Now this first hole was a par 4, slight dog leg to the right, 300 some odd yards. I’m waiting for my two partners to tee off, but they’re just chatting away. I’m waiting. And waiting. Finally the group ahead clears the green. Skater guy number one steps up in his flip-flops and crushes a massive drive that lands on the green. Skater guy number two steps up in his flip-flops and also crushes his drive, landing just a few feet short of the green. I was speechless. Whatever stereotype I had of what a golfer looks like was blown away. I’ve never seen, in person, someone hit a golf ball like that. It’s one thing to see a massive drive from the pros on TV. But you have no appreciation for how far 300+ yards is until you see it in person. And these freaking guys did it in flip-flops. Why am I so obsessed over the footwear? Because I just bought a pair of fancy new golf shoes. Nothing like feeling foolish standing there in my shiny, brand new, fancy shoes while these guys crush it looking like they’re on their way to a beach party.
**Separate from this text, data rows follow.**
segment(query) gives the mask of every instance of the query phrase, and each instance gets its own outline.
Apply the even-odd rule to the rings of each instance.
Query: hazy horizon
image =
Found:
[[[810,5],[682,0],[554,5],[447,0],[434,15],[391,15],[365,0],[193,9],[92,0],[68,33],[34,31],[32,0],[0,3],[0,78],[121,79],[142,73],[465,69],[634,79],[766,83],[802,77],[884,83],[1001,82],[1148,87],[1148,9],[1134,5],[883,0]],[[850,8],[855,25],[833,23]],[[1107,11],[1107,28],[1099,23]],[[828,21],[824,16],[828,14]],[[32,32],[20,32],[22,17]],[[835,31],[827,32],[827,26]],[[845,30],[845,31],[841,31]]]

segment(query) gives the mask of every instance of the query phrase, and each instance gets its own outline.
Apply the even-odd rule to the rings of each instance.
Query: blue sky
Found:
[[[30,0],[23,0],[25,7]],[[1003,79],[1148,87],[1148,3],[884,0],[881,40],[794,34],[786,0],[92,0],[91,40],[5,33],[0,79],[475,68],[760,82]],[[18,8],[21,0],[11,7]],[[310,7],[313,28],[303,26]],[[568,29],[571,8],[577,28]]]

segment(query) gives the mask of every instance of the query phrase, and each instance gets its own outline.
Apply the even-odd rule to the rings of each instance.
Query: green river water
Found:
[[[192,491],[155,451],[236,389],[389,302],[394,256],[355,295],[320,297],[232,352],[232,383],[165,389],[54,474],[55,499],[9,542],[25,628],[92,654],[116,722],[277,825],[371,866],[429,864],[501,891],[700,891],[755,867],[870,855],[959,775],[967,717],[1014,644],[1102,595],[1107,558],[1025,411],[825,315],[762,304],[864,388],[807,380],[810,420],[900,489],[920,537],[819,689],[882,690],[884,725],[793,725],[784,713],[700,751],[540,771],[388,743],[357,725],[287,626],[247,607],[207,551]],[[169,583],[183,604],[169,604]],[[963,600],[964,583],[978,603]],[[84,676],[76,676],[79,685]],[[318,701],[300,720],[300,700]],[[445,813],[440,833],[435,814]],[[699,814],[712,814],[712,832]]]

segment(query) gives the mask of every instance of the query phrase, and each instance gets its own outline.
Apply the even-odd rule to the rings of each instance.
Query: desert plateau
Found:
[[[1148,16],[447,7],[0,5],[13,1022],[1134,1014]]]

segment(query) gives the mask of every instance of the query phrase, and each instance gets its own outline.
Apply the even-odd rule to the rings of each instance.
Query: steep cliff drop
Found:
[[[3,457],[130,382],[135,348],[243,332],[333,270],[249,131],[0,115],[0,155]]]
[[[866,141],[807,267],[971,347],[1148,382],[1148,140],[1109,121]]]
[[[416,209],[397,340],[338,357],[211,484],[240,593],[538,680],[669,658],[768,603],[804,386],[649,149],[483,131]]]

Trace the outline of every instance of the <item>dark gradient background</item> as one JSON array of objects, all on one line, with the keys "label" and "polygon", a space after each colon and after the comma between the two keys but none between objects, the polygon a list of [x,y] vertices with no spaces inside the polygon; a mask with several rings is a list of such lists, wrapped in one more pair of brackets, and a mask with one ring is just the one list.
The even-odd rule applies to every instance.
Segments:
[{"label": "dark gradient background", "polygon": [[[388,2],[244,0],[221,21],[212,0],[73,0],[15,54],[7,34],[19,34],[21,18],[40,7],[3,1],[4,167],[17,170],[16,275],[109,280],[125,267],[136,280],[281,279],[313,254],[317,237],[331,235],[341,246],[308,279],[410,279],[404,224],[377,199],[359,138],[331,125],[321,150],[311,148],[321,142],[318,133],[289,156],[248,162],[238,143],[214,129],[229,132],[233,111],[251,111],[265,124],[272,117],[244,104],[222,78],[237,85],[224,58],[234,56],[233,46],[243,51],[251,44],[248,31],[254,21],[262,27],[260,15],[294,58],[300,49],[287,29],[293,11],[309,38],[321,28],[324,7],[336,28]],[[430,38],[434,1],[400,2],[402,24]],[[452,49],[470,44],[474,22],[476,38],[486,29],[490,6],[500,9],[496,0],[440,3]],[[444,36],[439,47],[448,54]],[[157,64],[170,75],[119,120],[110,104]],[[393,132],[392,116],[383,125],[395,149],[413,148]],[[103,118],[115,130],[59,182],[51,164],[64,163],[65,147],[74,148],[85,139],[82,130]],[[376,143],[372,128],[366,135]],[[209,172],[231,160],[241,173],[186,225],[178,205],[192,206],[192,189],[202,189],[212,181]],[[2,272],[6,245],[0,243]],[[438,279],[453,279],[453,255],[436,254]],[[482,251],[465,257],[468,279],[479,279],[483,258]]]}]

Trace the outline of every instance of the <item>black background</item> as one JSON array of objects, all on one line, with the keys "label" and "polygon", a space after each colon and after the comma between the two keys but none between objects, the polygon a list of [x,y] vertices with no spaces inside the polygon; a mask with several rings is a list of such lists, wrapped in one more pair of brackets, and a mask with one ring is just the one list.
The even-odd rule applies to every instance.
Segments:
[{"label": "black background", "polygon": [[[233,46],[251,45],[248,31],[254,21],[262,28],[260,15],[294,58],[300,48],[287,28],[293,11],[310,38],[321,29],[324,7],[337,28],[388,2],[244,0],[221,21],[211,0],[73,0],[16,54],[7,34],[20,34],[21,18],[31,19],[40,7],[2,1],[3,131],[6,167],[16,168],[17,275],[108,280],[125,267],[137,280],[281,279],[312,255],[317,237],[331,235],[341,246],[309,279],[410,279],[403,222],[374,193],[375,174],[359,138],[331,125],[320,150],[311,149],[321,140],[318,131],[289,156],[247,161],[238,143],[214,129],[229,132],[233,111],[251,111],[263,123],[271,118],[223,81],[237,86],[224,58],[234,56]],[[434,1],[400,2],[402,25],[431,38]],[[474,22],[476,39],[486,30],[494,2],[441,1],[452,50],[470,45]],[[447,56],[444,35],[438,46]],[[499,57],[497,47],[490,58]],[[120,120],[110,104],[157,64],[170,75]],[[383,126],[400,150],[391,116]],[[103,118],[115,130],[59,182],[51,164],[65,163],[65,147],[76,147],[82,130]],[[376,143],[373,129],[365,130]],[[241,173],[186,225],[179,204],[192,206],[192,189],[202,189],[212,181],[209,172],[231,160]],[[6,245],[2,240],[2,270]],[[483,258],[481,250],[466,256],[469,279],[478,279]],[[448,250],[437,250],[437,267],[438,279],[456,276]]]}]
I did ok on the second hole, and then the nerves of playing with these guys got to me and the wheels came off. They were super nice and very supportive. I realized they would normally play back on the pro tees, but were playing up on the closer tees for me. They gave plenty of encouragement, but it was clear I was holding them back from their normal pace of play. Eventually they asked if I would mind if they jumped ahead a hole to play a bit faster. Of course I didn’t mind as it worked out well for me and them.

Before they left we shook hands and said the standard pleasantries. But one of the skater dudes did leave me with a bit of advice. He was quiet for a bit and then said, “You know, I think most problems with the golf swing can be fixed by just being more still”. And off they went.

I don’t know if that’s good golf advice or not… but it certainly felt right. It was an interesting experience. A wise, tatted up skater dude who crushes 300 yard drives in flip-flops. The next day I got rained out, so we’ll have to wait to see what the next round brings and if stillness is the secret. One thing is certain. I’m clearly trying too hard. Maybe I’ll put the new shoes on eBay.